We first showed that deletion of the first intron of mouse WNK1 leads to the misexpression of L-WNK1 and KS-WNK1 not only in the kidney but also in extra-renal tissues, especially in the cardiovascular system. These results suggest that WNK1 intron 1 contains one or several regulatory sequence(s) of WNK1 isoforms expression. Cross-species sequence comparison of WNK1 first intron and transient transfection assays allowed us to identify two intronic regulatory sequences of WNK1 expression.
As a first step towards the understanding of the role played by WNK1 in the regulation of blood pressure through its action on ionic transport in the kidney, we generated animals carrying a null-allele of KS-WNK1. These mice do not developp a hyperkalemic hypertension despite the activation of NCC. However, analysis of the expression of several sodium and potassium channels and transporters such as ENaC and ROMK suggested that sodium reabsorption and potassium secretion is modified in the DCT of KS-WNK1-/- mutant mice and that compensatory mechanisms are put in place in downstream nephron segments to prevent the development of hyperkalemic hypertension. Our results therefore suggest that FHHt could be a consequence of a dysregulation of ionic transport not only in the DCT, as suspected from the clinical data and suggested from the analysis of WNK4 transgenic mice, but also in the downstream nephron segments.

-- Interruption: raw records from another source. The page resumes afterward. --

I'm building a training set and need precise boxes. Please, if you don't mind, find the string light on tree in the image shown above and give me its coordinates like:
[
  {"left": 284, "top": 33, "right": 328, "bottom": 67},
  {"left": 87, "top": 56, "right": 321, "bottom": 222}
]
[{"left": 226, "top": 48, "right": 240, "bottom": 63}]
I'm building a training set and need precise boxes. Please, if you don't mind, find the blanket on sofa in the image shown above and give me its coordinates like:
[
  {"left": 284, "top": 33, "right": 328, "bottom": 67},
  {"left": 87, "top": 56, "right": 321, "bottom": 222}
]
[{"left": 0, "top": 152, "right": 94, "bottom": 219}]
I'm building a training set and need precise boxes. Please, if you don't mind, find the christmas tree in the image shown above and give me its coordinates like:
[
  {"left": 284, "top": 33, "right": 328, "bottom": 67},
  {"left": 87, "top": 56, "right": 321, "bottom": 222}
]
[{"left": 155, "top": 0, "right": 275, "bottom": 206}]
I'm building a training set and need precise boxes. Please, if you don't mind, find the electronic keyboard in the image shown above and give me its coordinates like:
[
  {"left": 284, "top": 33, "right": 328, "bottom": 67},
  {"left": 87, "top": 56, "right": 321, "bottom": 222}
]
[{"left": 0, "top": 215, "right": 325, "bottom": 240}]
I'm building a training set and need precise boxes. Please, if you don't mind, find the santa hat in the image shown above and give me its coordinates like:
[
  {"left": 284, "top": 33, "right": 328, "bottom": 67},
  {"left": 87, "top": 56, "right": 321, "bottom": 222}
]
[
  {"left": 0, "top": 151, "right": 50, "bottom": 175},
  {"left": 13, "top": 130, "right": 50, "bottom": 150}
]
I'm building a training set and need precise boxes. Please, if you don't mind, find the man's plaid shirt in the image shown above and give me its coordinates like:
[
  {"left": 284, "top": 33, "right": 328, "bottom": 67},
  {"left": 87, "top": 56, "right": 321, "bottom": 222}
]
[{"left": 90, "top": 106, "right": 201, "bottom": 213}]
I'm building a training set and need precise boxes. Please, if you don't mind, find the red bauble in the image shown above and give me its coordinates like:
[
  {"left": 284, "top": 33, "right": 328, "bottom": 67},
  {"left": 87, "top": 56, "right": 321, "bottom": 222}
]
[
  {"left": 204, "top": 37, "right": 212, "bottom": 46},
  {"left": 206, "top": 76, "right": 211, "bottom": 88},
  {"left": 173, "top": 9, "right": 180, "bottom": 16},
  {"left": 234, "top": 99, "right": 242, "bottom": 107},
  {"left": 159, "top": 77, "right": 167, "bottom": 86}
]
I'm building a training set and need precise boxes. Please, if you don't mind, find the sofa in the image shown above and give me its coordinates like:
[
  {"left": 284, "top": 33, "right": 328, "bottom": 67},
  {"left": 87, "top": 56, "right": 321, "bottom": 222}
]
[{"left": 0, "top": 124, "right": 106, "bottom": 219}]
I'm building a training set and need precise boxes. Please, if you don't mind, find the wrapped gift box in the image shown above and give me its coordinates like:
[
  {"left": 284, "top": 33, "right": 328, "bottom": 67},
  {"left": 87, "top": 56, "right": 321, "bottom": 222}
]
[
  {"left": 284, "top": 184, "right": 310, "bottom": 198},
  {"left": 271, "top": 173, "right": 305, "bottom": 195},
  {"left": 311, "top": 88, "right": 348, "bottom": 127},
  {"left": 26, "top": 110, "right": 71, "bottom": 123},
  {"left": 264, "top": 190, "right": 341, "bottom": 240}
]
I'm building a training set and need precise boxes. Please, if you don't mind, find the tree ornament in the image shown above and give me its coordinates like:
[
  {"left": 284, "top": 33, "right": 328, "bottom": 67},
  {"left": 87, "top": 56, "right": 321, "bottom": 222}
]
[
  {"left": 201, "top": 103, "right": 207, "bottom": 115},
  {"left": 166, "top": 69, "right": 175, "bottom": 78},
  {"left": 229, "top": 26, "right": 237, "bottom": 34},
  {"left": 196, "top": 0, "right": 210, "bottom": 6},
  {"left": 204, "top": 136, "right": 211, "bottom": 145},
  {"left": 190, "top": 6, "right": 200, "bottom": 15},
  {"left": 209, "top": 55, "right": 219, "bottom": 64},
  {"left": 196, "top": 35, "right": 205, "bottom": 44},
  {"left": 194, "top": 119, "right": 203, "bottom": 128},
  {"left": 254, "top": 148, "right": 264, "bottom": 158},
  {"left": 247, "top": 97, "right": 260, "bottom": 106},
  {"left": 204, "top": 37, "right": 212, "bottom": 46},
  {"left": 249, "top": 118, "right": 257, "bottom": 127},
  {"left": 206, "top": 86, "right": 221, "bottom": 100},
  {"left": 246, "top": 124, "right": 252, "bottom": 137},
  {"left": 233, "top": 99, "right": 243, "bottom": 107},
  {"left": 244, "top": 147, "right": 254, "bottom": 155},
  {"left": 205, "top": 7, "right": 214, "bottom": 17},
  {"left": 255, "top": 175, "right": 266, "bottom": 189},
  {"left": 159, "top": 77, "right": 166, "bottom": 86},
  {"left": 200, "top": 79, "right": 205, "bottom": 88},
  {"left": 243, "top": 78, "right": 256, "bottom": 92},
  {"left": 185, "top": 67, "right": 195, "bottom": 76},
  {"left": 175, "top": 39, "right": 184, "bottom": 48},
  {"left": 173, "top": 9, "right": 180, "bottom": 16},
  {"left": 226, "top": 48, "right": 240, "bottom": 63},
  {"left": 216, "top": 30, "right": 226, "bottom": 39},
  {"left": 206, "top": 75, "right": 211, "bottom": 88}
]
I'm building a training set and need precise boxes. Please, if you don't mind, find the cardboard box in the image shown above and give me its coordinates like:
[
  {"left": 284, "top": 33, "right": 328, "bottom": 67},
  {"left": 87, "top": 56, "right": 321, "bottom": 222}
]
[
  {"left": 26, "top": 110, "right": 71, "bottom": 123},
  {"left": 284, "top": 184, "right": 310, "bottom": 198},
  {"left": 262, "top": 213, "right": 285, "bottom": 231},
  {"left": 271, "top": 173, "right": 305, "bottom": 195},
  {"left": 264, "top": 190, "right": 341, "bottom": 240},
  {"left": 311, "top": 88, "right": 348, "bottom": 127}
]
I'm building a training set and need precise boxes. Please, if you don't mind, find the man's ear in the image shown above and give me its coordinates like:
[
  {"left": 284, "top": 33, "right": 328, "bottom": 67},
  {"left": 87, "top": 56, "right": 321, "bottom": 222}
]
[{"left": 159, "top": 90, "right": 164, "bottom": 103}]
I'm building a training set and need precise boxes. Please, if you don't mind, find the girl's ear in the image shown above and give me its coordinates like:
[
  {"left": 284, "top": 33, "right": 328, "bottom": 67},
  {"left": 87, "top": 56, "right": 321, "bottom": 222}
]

In conclusion, genetic and experimental analysis of Familial Hyperkalemic Hypertension, a very rare form of human hypertension, allowed the discovery of a new key player in blood pressure regulation, WNK1. Continuing the genetic analysis of non-WNK1 related FHHt cases could therefore lead to the identification of another unsuspected regulator of blood pressure. The original and unexpected results we obtained on the involvement of WNK1 in the regulation of vasoconstriction have modified our point of view on the pathophysiological mechanisms leading to FHHt in humans since they suggest that this syndrome could not only be a renal syndrome. In particular, they could explain why there is a delay between the apparition of the metabolic disorders and the hypertension in FHHt patients. In accordance with the clinical data, we have shown in vivo that the kidney-specific isoform of WNK1 is involved in the regulation of sodium and potassium balance in the DCT. However, in contradiction with the clinical data, our results suggest that FHHt is a pathology not only of the DCT but also of the downstream nephron segments. More largely, the new pathway for ionic transport regulation that we have contributed to identify could be affected in the more common forms of hypertension.